RFR(M): 8216060: [PPC64] Vector CRC implementation should be used by interpreter and be faster for short arrays

Fri Jan 18 14:32:45 UTC 2019

Hi Götz,

that's a good proposal. I've moved the common functionality into macroAssembler_ppc. This makes interpreter and stubGenerator code shorter.

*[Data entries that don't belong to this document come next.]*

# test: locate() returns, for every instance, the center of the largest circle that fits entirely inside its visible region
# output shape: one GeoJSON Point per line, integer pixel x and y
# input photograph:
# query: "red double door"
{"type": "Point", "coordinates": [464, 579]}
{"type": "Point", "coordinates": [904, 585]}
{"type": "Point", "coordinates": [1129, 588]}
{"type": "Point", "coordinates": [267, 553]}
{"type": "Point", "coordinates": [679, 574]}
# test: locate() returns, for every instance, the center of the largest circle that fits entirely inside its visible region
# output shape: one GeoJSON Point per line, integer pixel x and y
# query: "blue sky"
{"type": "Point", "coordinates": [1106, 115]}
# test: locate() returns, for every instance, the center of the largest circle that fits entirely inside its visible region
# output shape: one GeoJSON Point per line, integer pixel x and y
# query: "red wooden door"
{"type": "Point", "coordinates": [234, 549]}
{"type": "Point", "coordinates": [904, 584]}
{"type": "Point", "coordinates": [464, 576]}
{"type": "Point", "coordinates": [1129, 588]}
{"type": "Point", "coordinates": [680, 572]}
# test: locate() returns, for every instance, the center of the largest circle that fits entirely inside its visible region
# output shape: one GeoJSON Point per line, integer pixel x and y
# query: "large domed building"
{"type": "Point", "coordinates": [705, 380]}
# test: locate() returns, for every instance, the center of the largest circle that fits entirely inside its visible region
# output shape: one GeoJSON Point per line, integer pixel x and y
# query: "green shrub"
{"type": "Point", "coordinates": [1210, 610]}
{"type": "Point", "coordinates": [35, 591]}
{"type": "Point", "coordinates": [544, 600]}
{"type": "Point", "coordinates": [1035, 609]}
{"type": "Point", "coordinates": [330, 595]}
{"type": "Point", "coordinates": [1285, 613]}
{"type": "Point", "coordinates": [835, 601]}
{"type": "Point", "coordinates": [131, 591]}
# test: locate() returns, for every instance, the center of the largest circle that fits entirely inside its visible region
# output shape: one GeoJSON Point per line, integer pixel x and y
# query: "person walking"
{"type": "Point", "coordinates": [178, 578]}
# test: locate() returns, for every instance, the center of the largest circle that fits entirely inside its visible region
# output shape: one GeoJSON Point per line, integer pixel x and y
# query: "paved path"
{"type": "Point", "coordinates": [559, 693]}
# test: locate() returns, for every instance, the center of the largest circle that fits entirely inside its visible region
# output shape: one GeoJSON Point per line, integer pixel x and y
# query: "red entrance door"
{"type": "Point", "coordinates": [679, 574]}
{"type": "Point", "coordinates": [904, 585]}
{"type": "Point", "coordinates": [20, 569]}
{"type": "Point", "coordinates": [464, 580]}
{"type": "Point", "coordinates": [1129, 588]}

I've also moved the vector constants computation to stubGenerator such that we only do it when the intrinsics are enabled and the vector version is supported by the processor.

New webrev:
http://cr.openjdk.java.net/~mdoerr/8216060_PPC64_CRC/webrev.02/

@Gustavo: Thanks for testing and confirming the issue (JDK-8216376) is fixed.

Best regards,
Martin

-----Original Message-----
From: Lindenmaier, Goetz 
Sent: Freitag, 18. Januar 2019 12:03
To: Doerr, Martin <martin.doerr at sap.com>; Gustavo Romero <gromero at linux.vnet.ibm.com>; 'hotspot-compiler-dev at openjdk.java.net' <hotspot-compiler-dev at openjdk.java.net>
Subject: RE: RFR(M): 8216060: [PPC64] Vector CRC implementation should be used by interpreter and be faster for short arrays

Hi Martin, 

I had a look at your change. 
Overall looks good. According to Gustavos mail a nice improvement!

I think though that the way to select the algorithm is quite
messy:
In templateInterpreter vpmsumb is checked and the methods are
called directly.
In stubGenerator, generate_CRC32...()
  vpmsumb is tested to decide on vector_constants = R2.
  and generic generate_CRC_updateBytes is called, which 
again checks whether verctor_constants == R2.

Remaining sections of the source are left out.